2. Trust building: In line with close physicality, establishing trust is a powerful component of the experience. After all, you’re either holding someone up, being held yourself, or spotting your teammates to ensure they don’t get injured. “It’s a progressive learning environment and we work as a community to keep it safe,” Hebard says. “Some people develop trust slowly and ease into it over time, whereas others are able to trust right away. All comfort levels have a place in the practice.”
3. Communication: Practicing acroyoga requires ongoing, mindful communication. Because the poses can be disorienting and each participant experiences the poses differently, practicing different communication styles is key. Further, the process requires participants to evaluate how they speak to others while working toward a common goal—even when frustrated or unsure of the outcome.
Who can practice acroyoga?
Pregnant women and people who are injured may want to talk to a doctor before practicing acroyoga. Hebard also notes that people who are hesitant about human touch and/or physical boundaries should be cautious as well.

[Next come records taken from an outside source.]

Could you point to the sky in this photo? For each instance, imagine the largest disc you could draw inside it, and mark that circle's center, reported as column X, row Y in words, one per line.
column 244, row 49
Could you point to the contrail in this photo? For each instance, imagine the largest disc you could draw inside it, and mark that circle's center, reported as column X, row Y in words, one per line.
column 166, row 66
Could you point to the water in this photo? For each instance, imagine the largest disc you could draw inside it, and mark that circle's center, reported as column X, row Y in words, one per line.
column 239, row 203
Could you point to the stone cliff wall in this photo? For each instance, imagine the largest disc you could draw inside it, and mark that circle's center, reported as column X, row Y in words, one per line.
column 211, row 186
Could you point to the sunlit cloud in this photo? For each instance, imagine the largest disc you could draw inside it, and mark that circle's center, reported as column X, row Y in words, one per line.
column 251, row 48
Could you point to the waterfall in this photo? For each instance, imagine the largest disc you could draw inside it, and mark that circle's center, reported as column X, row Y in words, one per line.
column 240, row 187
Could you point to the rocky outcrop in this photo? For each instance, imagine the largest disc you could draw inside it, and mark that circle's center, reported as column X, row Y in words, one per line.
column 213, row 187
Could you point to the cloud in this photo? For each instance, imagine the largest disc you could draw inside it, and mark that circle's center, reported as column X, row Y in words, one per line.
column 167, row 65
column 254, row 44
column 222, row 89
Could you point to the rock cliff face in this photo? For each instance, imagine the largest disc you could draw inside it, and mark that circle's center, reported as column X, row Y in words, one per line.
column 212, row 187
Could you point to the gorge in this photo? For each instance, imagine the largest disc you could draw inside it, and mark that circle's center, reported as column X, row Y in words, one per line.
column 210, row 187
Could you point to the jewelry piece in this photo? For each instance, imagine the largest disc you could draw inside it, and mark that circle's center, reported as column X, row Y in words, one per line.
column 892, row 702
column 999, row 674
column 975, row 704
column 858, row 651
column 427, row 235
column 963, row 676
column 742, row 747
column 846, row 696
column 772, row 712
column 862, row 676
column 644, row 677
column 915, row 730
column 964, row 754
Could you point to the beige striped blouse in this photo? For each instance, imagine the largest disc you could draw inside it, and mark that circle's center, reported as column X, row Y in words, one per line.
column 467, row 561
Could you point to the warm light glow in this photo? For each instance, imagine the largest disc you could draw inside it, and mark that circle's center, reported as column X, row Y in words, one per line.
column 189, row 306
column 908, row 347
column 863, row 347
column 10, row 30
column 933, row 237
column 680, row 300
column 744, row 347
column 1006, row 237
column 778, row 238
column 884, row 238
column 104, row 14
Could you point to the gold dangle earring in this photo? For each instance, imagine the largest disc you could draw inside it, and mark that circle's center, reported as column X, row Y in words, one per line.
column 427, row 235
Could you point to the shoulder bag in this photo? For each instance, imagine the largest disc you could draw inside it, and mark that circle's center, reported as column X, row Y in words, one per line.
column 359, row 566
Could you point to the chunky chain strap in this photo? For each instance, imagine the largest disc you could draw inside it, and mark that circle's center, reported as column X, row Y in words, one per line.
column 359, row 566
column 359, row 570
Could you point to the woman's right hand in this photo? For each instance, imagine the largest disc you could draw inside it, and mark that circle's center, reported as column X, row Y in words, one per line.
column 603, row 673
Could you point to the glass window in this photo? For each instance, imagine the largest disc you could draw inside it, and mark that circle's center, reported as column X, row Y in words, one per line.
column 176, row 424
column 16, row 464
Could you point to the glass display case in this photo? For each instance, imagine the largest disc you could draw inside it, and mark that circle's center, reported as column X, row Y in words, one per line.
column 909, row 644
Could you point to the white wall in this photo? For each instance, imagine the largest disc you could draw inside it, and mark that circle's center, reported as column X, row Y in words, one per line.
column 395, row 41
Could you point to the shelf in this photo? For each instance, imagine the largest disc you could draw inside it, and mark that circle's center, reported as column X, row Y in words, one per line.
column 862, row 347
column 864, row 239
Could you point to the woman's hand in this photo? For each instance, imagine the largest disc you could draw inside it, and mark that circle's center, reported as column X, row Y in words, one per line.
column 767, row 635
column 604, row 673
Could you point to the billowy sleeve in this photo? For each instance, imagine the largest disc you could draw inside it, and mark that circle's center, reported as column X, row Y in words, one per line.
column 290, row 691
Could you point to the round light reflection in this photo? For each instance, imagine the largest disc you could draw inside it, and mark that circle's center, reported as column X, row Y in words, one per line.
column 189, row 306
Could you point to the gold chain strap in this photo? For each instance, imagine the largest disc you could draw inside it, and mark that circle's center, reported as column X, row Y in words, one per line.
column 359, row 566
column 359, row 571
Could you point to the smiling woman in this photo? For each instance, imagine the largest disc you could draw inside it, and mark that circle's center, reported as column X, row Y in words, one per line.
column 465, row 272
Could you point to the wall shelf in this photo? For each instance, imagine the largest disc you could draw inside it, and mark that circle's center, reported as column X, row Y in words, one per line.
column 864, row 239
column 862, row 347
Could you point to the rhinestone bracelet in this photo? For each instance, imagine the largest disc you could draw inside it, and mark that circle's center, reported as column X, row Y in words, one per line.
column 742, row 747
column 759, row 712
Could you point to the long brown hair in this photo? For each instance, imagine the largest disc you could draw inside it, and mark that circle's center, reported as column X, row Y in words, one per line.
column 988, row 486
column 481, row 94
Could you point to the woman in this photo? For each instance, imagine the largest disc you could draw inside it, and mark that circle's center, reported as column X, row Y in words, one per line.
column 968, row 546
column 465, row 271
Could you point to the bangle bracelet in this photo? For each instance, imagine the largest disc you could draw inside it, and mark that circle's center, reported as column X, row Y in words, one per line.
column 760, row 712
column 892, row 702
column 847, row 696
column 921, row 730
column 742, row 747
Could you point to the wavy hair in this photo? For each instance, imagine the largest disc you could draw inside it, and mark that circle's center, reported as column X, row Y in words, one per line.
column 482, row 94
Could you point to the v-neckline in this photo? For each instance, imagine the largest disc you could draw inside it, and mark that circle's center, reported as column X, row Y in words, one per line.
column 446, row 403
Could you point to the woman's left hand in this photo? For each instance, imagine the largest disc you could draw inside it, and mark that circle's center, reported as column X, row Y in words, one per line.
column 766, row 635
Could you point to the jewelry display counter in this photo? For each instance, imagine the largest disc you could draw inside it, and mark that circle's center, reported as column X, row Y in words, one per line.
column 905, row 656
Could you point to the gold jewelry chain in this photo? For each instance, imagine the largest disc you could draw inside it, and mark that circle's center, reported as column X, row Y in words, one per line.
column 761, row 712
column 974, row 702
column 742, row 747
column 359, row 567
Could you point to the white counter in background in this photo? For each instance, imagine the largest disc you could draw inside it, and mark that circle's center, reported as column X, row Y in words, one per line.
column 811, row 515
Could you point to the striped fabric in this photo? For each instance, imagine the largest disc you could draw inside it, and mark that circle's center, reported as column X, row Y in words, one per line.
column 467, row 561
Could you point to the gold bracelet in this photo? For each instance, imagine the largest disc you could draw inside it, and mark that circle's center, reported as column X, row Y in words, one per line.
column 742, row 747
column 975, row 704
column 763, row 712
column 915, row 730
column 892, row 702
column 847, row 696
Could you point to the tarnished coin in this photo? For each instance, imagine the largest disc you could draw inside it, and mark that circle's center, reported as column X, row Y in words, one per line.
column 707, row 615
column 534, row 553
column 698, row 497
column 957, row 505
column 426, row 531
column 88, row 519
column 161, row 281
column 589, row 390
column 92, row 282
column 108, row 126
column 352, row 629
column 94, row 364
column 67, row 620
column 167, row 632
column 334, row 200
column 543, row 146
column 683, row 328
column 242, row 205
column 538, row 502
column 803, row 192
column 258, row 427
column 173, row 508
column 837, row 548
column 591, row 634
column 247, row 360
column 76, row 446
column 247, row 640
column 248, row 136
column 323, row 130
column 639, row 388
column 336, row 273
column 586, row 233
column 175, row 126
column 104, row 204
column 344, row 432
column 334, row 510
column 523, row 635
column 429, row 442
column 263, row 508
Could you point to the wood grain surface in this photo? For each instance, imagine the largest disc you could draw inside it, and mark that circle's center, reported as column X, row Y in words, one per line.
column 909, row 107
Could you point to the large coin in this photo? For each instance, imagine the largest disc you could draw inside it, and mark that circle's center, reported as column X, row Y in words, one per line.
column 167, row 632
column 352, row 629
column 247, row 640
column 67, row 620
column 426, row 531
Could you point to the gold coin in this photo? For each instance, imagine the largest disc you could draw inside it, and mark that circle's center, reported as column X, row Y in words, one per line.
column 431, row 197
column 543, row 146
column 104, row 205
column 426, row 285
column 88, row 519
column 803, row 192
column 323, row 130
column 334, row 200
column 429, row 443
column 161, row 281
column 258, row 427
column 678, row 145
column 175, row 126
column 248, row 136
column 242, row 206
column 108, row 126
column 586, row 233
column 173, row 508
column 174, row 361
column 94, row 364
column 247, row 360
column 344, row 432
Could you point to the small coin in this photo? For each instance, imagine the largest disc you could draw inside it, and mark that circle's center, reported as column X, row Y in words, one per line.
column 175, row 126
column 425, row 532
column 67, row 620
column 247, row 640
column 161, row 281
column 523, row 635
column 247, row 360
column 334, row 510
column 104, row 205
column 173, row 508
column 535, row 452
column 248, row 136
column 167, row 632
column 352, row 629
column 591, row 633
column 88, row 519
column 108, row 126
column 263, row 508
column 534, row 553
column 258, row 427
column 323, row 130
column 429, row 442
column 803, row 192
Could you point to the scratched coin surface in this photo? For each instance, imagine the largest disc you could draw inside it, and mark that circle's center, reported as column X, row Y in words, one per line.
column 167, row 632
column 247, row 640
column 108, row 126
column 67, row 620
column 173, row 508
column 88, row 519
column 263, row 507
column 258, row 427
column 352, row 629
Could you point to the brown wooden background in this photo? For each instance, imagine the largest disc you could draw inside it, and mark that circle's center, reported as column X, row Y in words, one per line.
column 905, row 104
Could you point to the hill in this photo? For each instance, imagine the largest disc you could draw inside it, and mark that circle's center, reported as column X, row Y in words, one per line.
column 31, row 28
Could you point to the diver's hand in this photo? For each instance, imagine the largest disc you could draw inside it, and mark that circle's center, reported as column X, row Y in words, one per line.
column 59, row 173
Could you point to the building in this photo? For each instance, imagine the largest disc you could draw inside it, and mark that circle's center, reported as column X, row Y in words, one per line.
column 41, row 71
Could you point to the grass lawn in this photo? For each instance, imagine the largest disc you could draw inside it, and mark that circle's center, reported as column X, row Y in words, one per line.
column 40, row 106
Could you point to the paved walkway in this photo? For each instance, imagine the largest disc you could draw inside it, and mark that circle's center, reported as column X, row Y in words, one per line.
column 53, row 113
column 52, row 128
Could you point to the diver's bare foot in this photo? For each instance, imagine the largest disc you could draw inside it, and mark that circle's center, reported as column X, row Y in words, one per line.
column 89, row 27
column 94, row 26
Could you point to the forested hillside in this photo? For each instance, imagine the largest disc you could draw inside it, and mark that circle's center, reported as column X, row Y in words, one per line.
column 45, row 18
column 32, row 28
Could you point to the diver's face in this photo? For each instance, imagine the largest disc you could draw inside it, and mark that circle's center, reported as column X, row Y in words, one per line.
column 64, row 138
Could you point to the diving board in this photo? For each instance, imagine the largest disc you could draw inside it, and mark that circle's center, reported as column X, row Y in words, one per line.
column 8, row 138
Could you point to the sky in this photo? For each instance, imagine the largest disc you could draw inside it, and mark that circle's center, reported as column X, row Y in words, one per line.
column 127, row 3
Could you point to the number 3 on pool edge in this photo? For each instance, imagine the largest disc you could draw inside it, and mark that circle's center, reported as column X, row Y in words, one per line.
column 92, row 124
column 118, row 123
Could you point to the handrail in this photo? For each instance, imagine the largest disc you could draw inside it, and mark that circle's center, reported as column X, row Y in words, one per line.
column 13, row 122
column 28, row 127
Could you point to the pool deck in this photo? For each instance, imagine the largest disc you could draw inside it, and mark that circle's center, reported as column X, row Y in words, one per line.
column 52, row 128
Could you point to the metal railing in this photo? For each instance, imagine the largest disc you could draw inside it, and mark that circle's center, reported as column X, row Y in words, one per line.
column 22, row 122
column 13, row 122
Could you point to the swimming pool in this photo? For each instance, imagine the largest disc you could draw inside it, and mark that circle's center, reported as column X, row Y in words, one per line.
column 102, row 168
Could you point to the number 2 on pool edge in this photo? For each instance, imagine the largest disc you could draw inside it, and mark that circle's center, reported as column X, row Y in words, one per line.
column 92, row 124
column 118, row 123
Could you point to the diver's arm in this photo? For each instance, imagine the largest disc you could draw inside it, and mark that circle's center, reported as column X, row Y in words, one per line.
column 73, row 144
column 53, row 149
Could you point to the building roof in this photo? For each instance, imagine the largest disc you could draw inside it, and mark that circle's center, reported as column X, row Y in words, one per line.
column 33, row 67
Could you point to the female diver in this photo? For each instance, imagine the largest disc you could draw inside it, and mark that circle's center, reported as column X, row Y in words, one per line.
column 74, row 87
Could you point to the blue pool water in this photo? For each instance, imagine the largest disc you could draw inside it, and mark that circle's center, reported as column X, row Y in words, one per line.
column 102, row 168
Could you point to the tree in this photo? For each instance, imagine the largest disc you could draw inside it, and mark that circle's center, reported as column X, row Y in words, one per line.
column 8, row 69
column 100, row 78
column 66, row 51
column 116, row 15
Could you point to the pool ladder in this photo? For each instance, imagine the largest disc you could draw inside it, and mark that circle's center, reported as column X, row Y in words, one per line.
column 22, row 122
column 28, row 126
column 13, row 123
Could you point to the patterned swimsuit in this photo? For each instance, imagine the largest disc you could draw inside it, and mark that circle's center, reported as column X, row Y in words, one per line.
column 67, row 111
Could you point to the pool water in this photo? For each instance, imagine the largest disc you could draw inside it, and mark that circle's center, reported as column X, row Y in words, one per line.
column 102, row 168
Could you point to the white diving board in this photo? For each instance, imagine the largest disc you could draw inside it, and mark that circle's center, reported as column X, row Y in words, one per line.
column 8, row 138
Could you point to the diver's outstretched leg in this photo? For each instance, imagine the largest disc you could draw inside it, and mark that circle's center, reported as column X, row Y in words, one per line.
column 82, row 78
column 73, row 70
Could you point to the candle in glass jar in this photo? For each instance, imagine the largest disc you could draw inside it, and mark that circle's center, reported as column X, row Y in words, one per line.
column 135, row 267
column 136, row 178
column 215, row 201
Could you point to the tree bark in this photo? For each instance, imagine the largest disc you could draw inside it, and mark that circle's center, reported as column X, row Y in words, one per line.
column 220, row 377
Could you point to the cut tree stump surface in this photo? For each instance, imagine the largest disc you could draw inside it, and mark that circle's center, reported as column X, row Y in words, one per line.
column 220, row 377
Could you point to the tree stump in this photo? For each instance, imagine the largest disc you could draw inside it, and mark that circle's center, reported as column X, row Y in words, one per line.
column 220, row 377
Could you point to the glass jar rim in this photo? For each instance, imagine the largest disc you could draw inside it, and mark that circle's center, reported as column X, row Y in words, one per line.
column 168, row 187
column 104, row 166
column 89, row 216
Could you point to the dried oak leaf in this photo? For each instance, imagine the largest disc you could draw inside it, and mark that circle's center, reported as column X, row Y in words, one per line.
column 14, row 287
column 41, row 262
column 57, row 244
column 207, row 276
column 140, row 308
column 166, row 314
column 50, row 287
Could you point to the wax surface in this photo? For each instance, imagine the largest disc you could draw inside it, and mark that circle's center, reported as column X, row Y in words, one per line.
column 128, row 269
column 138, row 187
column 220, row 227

There are no hard and fast guidelines, but most people can enjoy acroyoga if they’re in a safe, method-based environment. Because acroyoga emphasizes teamwork, it’s a fluid process that requires individuals to adjust for their partners throughout the practice. This makes the experience personal and customizable for all participants. “It’s much more accessible than most people think,” Hebard says. “There’s no such thing as a perfect body or perfect situation, so I recommend that people simply show up, commit and see what happens.”
Acroyoga and social media
Acroyoga is a relatively new practice, so the acroyoga community has relied heavily on social media throughout the past decade for promotion and to connect like-minded individuals. “Before there were classes, there were instructional videos on YouTube,” Hebard says. “Once those caught on, more people began seeking out teacher trainings and started connecting on Facebook, and it grew from there.” There are two studios in the country focused only on acroyoga, and one of those is in Las Vegas. There also are several yoga and exercise studios in the Valley that offer special classes on a rotating schedule, and/or resident acroyoga instructors. The acroyoga community hosts regular “jams,” wherein large groups of people show up and practice together in a nonstructured environment. Anyone can participate in jams, regardless of experience level, but taking classes can help people familiarize themselves with the practice.